Researchers found there are several factors influencing the feelings of respondents when it comes to owning a home. Seventy-five percent of respondents feel that owning a home is an important part of raising a family, but 66 percent say that buying a home is a good financial investment. Sixty percent of home owners say they will be making improvements to their home in the coming year.
"Owning a home is at the heart of most Americans' dreams," said Kevin Watters, CEO of mortgage banking at Chase, which conducted the research. "And people are saving as much as possible to achieve homeownership."
The coming months may bring consumers closer to their goals, the researchers found. Fifty-six percent of consumers say that they expect the economy to improve in the next six months, while just 8 percent of people say the economy will worsen. Additionally, nearly twice as many potential home buyers say that they are optimistic in their ability to save for a down payment on a home.

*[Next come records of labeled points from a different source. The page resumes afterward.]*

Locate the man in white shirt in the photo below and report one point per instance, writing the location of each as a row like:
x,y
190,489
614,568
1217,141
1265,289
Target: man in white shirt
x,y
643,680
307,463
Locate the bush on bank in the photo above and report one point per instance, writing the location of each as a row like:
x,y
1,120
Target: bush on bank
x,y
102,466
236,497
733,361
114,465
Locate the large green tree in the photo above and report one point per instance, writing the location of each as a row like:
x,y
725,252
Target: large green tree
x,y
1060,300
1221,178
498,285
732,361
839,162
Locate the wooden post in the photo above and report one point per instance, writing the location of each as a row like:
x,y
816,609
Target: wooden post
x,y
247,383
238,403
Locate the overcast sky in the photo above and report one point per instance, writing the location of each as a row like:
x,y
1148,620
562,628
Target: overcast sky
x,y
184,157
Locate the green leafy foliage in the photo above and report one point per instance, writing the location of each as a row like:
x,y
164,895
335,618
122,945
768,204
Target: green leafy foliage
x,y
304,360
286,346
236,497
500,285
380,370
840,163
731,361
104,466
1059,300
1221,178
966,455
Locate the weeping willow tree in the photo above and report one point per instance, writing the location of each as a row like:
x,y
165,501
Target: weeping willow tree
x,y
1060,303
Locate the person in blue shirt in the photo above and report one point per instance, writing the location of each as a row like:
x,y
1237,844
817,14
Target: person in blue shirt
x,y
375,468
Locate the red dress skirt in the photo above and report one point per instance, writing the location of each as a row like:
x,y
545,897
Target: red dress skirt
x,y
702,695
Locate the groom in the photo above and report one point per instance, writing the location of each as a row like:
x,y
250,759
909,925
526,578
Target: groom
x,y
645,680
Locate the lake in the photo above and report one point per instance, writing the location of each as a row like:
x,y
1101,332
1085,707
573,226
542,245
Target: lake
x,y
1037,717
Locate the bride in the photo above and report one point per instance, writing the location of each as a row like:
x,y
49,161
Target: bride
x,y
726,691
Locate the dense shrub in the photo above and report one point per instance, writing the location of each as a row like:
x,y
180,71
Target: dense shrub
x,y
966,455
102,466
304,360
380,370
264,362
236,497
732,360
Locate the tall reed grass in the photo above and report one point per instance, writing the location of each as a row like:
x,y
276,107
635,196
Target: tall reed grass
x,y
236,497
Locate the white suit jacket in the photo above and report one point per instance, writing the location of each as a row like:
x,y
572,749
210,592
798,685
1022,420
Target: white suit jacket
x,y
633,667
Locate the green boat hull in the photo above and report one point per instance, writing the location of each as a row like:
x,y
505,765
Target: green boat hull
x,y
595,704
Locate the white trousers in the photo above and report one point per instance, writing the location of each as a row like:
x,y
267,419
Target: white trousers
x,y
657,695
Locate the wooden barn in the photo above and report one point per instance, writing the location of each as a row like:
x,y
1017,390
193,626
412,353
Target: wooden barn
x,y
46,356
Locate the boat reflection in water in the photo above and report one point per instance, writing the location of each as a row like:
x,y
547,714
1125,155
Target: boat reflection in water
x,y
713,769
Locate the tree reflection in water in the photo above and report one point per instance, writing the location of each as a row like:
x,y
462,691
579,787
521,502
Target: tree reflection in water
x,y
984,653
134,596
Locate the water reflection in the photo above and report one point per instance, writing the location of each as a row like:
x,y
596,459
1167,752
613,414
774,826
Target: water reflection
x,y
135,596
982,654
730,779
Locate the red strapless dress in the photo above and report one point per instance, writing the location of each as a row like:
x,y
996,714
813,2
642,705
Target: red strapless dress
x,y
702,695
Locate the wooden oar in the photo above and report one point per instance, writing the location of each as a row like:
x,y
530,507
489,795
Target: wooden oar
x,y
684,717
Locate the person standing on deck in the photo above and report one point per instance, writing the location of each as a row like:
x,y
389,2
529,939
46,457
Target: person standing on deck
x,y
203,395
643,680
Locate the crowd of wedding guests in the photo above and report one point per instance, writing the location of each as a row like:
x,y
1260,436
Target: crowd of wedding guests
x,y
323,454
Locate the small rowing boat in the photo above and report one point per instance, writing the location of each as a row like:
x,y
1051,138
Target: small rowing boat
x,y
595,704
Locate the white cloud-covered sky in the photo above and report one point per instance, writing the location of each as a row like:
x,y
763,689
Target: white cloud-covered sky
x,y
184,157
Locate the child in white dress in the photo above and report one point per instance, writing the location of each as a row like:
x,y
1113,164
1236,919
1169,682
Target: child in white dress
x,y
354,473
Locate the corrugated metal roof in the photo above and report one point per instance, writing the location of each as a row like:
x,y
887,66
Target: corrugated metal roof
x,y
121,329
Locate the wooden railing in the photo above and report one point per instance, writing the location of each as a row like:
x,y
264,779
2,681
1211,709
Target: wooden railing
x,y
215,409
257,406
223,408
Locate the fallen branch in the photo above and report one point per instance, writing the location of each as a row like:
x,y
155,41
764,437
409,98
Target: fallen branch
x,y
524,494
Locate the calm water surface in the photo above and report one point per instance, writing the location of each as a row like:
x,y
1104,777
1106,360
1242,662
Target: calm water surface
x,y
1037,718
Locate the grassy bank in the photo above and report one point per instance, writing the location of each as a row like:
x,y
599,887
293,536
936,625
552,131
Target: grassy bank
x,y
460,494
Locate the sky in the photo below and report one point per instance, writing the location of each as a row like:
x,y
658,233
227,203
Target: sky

However, not all Americans share in that optimism. A majority of renters say that the ability to own a home has become much harder in recent years.
"First-time home buyers are crucial to the housing market and the overall economy — and to their communities," Watters said. "As families buy their first home, they are investing in their communities and enable other families to move up. That will eventually spur more new construction, generating additional jobs."